Archive for the ‘Separation of Church and State’ Category
The Institute for Public Accuracy kindly included my comments about Rick Warren’s recent presidential candidate forum in one of their daily press releases, which is posted over at Common Dreams. I said:
“The fiercely partisan religious right leader Rick Warren of four years ago is little different from the Rick Warren of today. In 2004, he issued a letter regarding the presidential candidates on the issues he considered to be ‘non-negotiable’ and that ‘are not even debatable because God’s word is clear on these issues.’
“At the Civic Forum, Warren featured the key litmus tests of the religious right — abortion and same sex marriage — while ignoring the so-called broader agenda of the supposedly newly moderate evangelicals such as climate change and domestic and world poverty. He said that we should not ‘demonize’ people with whom we disagree, and yet he described abortion as a ‘holocaust.’
“Warren opened the forum by saying he supports separation of church and state, while the event itself held in the sanctuary of a church epitomized the all-out war on separation being waged by the religious right and its current avuncular leader. [McCain and Obama] have contributed greatly to the role of Warren as a power broker, reflecting poorly on the judgment of both.”
Where do our candidates stand on basic matters of separation of church and state and the constellation of values and issues that intersect this foundational doctrine of our culture and our constitution? First Freedom First, a joint project of Americans United for Separation of Church and State and the Interfaith Alliance Foundation, has ten well-crafted questions to help us find out.
FFF suggests using them at
Town Hall meetings or other locations where candidates for office will be gathering. You can copy and paste them into an email message to the candidates. Or, use these as suggestions to help formulate your own questions to candidates, to find out their views on safeguarding separation of church and state and protecting religious liberty.
These are things that can sometimes make candidates squirm; and they are sometimes coached not to talk about them. But avoidance does not mean that people do now want to know the answers or that there are not important philosophical and public policy matters that directly relate. Our candidatees should not only be prepared to answer such questions, but they can be reasonably assured that we would like to hear good answers.
1) Leaders on the religious right often say that America is a “Christian Nation.” Do you agree with this statement?
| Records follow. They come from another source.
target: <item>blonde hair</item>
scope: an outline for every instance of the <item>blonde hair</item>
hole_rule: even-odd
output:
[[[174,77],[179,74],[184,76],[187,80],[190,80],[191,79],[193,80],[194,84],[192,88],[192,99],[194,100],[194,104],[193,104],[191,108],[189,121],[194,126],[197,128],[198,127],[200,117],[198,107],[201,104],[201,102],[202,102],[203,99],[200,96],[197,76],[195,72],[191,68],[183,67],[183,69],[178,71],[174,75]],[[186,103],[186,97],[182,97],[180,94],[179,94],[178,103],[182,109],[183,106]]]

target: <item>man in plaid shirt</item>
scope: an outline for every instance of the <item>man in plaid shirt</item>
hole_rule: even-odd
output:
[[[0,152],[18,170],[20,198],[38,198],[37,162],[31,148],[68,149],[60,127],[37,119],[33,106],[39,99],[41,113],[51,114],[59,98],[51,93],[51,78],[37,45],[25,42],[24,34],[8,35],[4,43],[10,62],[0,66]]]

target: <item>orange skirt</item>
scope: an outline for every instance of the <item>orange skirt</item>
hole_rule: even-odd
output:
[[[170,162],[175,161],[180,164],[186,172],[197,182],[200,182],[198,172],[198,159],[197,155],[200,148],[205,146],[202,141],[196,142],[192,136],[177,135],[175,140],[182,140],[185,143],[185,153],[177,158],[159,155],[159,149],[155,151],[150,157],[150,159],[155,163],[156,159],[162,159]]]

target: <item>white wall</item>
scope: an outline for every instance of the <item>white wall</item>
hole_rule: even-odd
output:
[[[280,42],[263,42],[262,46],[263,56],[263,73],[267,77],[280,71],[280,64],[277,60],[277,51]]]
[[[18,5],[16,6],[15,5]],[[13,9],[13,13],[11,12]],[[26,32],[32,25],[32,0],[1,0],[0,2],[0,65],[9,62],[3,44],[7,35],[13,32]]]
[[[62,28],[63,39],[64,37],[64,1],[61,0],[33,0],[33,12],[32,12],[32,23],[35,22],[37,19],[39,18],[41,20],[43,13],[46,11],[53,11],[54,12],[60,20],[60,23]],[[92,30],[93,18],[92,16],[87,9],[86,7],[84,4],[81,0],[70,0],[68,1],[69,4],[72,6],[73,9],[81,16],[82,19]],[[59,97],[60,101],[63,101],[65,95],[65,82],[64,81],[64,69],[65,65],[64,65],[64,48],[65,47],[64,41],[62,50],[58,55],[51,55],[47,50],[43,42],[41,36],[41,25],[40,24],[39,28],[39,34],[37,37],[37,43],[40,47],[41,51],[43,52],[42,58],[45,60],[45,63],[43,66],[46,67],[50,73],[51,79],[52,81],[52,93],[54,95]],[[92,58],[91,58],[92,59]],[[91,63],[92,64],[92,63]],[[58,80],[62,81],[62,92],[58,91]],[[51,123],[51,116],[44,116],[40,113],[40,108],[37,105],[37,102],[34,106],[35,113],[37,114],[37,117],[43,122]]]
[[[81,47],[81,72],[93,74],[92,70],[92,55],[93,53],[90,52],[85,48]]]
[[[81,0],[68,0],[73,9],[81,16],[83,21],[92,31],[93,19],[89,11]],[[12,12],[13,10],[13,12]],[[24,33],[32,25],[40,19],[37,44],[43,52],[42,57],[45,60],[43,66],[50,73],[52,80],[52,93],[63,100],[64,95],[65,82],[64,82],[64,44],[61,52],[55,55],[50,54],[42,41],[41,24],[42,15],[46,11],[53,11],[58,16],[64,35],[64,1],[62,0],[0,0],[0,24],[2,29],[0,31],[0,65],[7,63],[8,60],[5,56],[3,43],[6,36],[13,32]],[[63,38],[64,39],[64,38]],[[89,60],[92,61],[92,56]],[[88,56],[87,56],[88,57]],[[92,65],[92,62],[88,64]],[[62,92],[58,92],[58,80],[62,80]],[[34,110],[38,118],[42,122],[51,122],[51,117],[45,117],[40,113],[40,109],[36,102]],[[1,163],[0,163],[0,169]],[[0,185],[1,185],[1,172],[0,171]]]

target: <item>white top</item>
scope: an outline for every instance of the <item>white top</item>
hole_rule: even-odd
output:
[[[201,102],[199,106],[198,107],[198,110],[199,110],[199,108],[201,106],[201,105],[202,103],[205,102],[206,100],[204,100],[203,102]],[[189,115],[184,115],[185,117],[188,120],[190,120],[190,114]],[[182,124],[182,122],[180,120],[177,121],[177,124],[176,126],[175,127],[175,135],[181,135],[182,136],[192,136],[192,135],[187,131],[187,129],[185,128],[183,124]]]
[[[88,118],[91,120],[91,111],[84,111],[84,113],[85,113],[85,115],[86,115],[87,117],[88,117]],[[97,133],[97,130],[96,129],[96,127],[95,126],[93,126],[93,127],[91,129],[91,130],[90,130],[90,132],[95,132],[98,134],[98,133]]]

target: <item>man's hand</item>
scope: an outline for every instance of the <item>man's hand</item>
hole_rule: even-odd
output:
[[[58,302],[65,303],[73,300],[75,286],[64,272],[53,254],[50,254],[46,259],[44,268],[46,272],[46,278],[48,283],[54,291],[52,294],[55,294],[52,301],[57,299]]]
2) Do you think Houses of Worship should be allowed to endorse political candidates and retain their tax exempt status?
3) Do you think public schools should sponsor school prayer or, as a parent, should this choice be left to me?
4) Would you support a law that mandates teaching creationism in my child’s public school science classes?
5) Do you think my pharmacist should be allowed to deny me doctor-prescribed medications based on his or her religious beliefs?
6) Will you respect the rights of those in our diverse communities of faith who deem same-gender marriage to be consistent with their religious creed?
7) Should “faith-based” charities that receive public funds be allowed to discriminate against employees or applicants based on religious beliefs?
Do you think one’s right to disbelieve in God is protected by the same laws that protect someone else’s right to believe?
9) Do you think everyone’s religious freedom needs to be protected by what Thomas Jefferson called “a wall of separation” between church and state?
10) What should guide our policies on public health and medical research: science or religion?
The religious right has succeeded in dominating public discourse on the intersection of science and religion for a long time now. Among many other things, seesaw battles have been waged in many states over the teaching of creationism or intelligent design; and faith based “abstinence” programs as against thoughtful, comprehensive sexuality education.
But beyond the courtroom and legislative theatrics, and conflict driven media coverage, mainstream science and religion have been getting organized. Those who posit that religion and science are inherently in conflict are two sides of the same counter productive framing of the argument. Most Americans understand, believe and accept that faith and science are not necessarily in conflict. Those who support religious pluralism and sound science and science education are natural allies against the religious supremacism, Christian nationalism and crackpot science of the religious right.
A few of these efforts include Evolution Sunday, (actually, Evolution Weekend, Feb. 8 – 10 2008) in which hundreds of churches have sermons discussing the compatibility of their faith and evolutionary science; the publication of a book by the National Academy of Sciences on the compatibility of faith and science; and the publication of a groundbreaking theological statement by the United Church of Christ that seeks to end the “feud” between science and religion. The UCC has backed it up with an ad campaign targeted to science blogs.